Some initial progress has been made in this respect through the European Guideline on the Requirements to the Chemical and Pharmaceutical Quality Documentation Concerning Investigational Medicinal Products in Clinical Trials, which states that reference to either Ph. Eur., USP, or JP is acceptable (5). Further progress can be found in the US Food and Drug Administration's Manual of Policies and Procedures on Acceptability of Standards from Alternative Compendia, which states that it is reasonable to accept an applicant's proposal to use a quality standard from Ph. Eur. or JP as part of the specifications for an excipient, drug substance, or drug product in the drug application, if the standard in Ph.
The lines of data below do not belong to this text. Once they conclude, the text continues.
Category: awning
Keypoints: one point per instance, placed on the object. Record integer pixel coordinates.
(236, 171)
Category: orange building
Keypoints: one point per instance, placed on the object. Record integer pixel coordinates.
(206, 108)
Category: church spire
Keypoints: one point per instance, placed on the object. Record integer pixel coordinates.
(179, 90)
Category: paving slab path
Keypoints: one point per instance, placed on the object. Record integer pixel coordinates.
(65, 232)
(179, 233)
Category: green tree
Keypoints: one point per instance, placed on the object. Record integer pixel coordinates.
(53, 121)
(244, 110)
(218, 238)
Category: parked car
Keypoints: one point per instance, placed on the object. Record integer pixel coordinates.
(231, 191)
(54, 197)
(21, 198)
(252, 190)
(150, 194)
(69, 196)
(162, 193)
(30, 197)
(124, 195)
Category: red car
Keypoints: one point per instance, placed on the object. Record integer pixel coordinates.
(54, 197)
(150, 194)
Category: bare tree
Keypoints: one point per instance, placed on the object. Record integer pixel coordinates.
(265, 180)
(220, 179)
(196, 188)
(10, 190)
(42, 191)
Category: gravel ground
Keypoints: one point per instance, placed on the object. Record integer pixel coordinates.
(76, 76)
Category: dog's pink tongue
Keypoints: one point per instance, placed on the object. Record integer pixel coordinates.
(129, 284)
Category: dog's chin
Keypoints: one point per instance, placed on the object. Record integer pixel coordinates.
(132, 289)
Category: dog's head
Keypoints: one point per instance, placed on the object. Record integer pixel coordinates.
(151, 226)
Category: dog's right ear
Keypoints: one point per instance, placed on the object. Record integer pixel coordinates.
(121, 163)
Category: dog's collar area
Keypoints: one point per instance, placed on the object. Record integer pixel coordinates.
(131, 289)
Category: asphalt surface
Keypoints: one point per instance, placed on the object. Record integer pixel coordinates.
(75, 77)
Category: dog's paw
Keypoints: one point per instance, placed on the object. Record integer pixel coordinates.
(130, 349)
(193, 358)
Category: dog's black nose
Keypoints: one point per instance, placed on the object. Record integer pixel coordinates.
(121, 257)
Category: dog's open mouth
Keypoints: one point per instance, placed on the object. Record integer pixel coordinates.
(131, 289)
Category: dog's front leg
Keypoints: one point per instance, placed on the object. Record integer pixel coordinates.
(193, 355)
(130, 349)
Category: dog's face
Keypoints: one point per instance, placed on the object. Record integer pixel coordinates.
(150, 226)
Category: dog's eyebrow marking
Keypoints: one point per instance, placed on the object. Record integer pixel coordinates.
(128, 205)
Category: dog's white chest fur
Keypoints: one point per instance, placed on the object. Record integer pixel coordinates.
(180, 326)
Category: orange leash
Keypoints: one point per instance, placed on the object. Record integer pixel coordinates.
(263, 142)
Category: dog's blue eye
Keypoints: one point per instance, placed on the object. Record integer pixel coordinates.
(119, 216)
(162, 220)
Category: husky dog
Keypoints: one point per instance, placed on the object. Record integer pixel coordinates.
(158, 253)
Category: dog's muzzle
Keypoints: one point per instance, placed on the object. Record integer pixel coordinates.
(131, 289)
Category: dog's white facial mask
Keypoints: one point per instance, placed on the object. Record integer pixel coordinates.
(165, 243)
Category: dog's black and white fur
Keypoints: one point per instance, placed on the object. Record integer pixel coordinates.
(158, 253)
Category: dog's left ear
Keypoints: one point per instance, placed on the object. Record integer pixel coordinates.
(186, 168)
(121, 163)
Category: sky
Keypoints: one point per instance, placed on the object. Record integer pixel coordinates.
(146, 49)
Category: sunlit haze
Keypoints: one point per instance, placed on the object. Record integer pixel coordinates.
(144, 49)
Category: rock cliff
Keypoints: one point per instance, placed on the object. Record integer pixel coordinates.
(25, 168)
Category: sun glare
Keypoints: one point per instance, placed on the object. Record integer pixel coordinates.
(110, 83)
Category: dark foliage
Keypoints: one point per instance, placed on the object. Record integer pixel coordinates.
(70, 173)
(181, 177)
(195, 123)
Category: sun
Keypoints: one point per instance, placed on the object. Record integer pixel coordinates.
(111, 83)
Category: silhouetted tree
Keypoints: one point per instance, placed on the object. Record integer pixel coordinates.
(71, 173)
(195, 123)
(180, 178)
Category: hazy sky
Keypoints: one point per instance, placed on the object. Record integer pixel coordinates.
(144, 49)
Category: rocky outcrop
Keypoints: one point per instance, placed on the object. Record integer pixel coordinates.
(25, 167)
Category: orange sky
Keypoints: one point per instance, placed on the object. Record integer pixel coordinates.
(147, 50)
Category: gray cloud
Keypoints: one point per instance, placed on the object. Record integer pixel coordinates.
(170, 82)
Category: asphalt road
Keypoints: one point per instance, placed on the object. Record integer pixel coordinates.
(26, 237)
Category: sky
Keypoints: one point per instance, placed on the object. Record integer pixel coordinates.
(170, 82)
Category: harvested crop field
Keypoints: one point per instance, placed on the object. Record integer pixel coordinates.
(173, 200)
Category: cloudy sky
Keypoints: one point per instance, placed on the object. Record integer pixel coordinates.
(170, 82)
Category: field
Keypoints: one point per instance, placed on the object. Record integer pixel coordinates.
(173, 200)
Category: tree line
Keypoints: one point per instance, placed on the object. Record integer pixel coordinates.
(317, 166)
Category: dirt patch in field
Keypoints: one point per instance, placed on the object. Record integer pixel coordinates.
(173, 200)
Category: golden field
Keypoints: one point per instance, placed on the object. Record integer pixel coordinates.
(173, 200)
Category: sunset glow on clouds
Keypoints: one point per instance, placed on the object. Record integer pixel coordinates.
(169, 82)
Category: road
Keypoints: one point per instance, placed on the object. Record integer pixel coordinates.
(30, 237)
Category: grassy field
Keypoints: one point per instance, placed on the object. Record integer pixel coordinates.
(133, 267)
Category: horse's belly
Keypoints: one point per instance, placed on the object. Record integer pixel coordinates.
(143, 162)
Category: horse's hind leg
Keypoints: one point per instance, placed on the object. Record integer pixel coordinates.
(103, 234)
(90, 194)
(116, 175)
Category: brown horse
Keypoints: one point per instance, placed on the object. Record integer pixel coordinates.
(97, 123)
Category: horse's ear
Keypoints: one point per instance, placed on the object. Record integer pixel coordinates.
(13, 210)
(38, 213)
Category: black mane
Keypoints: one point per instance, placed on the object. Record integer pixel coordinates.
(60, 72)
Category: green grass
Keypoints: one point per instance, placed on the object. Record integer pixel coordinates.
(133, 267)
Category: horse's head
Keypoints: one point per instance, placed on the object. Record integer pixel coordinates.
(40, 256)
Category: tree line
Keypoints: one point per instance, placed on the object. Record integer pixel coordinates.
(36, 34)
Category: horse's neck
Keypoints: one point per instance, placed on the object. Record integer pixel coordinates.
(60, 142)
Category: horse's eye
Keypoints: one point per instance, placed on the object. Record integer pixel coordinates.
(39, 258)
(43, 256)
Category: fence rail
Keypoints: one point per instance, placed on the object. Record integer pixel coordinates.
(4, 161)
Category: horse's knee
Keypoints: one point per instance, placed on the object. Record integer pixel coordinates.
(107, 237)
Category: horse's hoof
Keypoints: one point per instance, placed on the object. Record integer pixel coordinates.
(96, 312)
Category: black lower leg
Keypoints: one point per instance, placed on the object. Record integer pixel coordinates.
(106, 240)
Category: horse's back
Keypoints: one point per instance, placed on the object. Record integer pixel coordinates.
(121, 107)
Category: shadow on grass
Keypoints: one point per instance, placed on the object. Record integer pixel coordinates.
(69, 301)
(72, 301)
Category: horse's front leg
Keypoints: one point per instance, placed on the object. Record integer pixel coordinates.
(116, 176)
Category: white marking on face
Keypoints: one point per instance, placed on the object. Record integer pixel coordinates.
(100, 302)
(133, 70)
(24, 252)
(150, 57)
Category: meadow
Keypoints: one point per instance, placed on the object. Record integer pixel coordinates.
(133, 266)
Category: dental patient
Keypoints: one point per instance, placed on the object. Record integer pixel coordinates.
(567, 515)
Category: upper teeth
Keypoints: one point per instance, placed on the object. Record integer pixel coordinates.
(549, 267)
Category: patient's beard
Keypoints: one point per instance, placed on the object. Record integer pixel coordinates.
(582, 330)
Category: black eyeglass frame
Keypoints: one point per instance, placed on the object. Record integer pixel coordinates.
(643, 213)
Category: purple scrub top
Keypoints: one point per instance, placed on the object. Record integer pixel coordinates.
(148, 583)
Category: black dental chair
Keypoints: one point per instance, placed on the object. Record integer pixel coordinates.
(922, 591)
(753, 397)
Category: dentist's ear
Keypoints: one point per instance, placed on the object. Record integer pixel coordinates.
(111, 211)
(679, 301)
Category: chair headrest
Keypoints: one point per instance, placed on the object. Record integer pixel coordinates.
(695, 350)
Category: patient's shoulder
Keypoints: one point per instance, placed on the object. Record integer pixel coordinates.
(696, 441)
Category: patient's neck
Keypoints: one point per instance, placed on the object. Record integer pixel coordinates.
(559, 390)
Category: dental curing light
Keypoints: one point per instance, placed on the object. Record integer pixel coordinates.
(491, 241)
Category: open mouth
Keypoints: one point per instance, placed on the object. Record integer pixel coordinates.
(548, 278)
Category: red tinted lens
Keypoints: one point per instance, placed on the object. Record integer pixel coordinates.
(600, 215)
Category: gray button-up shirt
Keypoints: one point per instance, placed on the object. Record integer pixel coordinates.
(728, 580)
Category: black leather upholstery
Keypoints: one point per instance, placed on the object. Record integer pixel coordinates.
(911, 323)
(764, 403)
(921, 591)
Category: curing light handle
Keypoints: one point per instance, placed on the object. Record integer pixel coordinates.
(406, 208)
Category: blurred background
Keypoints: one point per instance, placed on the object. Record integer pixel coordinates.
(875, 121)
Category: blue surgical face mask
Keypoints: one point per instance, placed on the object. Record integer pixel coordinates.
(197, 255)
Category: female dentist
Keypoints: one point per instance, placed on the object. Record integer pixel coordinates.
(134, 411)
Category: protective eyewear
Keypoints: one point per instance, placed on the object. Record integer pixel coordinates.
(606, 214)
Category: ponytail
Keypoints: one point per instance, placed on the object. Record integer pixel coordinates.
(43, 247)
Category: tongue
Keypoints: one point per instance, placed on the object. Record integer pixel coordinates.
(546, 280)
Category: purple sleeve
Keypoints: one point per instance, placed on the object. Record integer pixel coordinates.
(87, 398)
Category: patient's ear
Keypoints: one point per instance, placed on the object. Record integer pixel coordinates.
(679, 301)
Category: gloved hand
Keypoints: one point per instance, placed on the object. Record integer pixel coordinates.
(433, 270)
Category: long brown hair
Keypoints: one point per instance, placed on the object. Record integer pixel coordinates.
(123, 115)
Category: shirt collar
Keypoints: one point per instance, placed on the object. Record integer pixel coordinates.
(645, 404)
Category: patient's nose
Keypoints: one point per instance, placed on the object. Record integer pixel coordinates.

Eur. or JP is equivalent to or better than the corresponding standard in USP (6). All these concepts—PDG/ICH harmonization, prospective harmonization, and mutual acceptance—form the basis for a unified pharmacopeia and were presented by industry to EU and US regulators at the Transatlantic Administrative Simplification (TAS) workshop on Medicines Regulation held in Brussels in November 2007 (7).

Pharmacopeial development and revision

The ideal pharmacopeia should be developed and revised through a transparent, consensus-based process that allows for public review and comment (e.g., Pharmeuropa, JP Forum, and USP Pharmacopeial Forum). It is counterproductive for the pharmacopeia to unilaterally develop standards. Using a consensus-based approach involving and preferably driven by primary stakeholders (regulatory agencies and industry), the pharmacopeias can continue to play an important role in healthcare through the development of monographs and applicable general test methodology for pharmaceutical ingredients and dosage forms.